Nineteen children and two teachers were killed. The shooter, Salvador Ramos, was also killed by law enforcement.
The Uvalde School Shooting was just one of the 644 mass shootings recorded by the Gun Violence Archive in 2022. The database defines a mass shooting as an incident where four or more victims are shot or killed, not including the shooter. This sobering figure, which amounts to nearly two mass shootings each day, reflects a grim reality since 2020 – the number of mass shootings in the U.S. consistently exceeds the number of days in the year.
According to the K-12 School Shooting Database, there has been a sharp rise in the number of mass casualty incidents at schools in America since Sandy Hook in 2012, with 2023 becoming the deadliest year ever. A staggering 349 school shootings were reported nationwide. “There are only 180 school days. So, we’re looking at two shootings a day. Just about every day,” said Monty Clark, the CEO of a Florida company that makes personal body armor for children. “We’ve got to do something about this.”
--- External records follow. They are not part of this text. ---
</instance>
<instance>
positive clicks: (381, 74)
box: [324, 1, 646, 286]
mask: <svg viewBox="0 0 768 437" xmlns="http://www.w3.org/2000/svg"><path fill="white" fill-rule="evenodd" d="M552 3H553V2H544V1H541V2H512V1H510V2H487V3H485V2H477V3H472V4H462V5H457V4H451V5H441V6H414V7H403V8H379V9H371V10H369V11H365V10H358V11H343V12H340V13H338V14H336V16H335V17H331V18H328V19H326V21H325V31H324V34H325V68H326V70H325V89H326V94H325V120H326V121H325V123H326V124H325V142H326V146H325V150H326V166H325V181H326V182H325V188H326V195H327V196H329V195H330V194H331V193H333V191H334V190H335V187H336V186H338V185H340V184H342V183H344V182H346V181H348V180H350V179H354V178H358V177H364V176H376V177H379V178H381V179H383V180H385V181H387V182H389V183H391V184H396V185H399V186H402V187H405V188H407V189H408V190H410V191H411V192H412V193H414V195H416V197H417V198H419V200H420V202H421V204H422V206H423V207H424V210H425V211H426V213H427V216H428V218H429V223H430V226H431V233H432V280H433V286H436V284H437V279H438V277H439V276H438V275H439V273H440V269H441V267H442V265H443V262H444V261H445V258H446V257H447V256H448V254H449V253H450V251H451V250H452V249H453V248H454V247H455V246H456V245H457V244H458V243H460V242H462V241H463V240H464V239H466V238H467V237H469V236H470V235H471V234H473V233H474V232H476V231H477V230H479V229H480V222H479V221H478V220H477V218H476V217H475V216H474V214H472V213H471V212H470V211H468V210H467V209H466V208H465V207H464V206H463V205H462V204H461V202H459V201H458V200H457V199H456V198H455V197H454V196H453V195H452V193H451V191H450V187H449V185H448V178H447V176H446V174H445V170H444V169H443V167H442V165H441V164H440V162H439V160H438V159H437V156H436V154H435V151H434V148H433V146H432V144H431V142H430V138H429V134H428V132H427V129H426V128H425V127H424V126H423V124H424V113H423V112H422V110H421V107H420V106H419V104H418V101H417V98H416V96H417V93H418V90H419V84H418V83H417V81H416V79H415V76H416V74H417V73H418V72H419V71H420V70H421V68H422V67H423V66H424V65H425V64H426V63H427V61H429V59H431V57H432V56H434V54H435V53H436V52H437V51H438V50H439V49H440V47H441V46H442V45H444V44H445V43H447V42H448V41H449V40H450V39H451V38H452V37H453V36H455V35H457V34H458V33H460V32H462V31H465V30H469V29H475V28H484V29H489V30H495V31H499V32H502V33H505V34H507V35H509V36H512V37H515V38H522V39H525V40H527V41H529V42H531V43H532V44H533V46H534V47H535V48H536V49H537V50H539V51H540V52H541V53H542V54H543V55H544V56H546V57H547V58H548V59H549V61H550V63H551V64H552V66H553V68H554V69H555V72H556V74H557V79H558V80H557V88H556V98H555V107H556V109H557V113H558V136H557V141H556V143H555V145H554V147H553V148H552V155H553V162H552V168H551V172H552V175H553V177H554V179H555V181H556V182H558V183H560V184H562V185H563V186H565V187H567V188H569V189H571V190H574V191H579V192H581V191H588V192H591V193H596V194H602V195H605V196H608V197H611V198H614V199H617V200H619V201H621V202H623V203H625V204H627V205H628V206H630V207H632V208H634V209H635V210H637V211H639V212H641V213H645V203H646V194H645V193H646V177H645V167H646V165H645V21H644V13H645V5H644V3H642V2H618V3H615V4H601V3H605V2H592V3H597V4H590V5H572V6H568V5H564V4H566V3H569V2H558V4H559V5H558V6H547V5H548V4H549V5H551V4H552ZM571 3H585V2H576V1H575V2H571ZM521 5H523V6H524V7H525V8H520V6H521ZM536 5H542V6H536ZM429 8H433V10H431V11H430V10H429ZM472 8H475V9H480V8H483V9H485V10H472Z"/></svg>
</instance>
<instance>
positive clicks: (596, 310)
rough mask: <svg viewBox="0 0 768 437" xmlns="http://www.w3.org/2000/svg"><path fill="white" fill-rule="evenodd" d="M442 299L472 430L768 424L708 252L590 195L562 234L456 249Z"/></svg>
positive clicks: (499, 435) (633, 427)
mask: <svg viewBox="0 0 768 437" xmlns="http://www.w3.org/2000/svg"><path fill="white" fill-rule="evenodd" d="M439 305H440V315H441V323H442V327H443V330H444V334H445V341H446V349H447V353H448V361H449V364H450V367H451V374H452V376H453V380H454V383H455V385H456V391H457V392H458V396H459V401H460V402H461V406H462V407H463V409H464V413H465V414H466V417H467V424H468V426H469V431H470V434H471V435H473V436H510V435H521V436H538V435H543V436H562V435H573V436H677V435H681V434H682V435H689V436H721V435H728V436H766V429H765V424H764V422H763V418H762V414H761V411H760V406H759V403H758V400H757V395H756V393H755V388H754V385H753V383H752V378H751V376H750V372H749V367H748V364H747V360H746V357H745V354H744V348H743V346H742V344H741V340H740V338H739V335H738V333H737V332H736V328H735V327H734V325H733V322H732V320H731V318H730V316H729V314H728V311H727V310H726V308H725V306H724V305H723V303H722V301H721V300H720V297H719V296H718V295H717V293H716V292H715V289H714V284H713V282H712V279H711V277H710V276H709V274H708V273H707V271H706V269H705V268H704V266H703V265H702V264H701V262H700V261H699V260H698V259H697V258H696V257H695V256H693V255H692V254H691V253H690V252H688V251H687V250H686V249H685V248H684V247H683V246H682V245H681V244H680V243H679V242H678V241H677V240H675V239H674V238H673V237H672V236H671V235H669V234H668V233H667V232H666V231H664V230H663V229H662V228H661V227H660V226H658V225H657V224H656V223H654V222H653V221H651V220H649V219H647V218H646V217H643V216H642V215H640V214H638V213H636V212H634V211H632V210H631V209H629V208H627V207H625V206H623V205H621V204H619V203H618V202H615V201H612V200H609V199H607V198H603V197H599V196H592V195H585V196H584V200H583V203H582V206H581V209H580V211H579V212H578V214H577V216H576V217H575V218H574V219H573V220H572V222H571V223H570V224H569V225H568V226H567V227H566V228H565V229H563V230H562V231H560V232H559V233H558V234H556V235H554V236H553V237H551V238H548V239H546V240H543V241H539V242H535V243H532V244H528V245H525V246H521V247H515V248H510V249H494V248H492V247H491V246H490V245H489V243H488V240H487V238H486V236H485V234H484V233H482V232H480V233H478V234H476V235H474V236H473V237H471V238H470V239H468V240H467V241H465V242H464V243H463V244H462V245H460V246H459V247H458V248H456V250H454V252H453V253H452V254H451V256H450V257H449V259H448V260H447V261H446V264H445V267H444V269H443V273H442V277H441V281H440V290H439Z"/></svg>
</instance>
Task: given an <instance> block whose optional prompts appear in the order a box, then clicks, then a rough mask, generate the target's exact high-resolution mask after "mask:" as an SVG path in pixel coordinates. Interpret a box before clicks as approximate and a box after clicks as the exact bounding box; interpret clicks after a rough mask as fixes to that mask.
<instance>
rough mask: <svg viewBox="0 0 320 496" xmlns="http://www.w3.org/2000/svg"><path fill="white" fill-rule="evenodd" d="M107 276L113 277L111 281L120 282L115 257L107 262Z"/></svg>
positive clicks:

Despite the increasing death toll and growing fear among students, teachers, and parents, meaningful legislative action remains hard to achieve. Gun control debates continue to divide Congress, with efforts to ban assault weapons or implement universal background checks often stalling due to partisan deadlock.
Meanwhile, schools are left to implement their own safety measures – from active shooter drills and security vestibules to armed resource officers and, controversially, bulletproof backpacks. But for many, these measures feel more like a Band-Aid than a real fix.
“Gun violence is still one of the most important issues facing our country. We still have an ongoing epidemic,” said Nicole Hockley, the CEO of Sandy Hook Promise, a gun violence prevention group founded after the Sandy Hook Elementary School Shooting in 2012 in Connecticut. The incident ended with six adults and 20 children – including her son – dead.
Public opinion surveys consistently show that a majority of Americans support stricter gun laws, particularly regarding high-capacity weapons and access to firearms by individuals with violent histories. Still, the political landscape remains fractured, with lobbying power from gun rights organizations complicating reform efforts. “I think it should affect everybody, right?
The number one killer of children and teens in America today is not car accidents or illness, it’s guns. More kids are killed by guns in America than by any other means,” said Clark, whose company developed t-shirts with bullet-resistant panels for school-aged kids.
“Nothing’s going to stop an AR-15 military assault rifle, but the vast majority of school shootings are with a handgun, and of that, the vast majority are with a nine-millimeter, and the Ricochet t-shirt can stop a nine-millimeter.”
As a new school year begins, parents across the country brace themselves again, hoping their child’s classroom won’t become the next headline. The shadow of Uvalde—and Sandy Hook, Parkland, and Nashville—looms large, symbolizing a nation still searching for answers amid an epidemic that shows no signs of slowing down.
“I wish our children didn’t have to protect themselves from shooters, but they do,” said Clark. “I have no problem with the Second Amendment, okay, but this cannot be what the Founding Fathers had in mind. In an ideal future, we wouldn’t need this product.”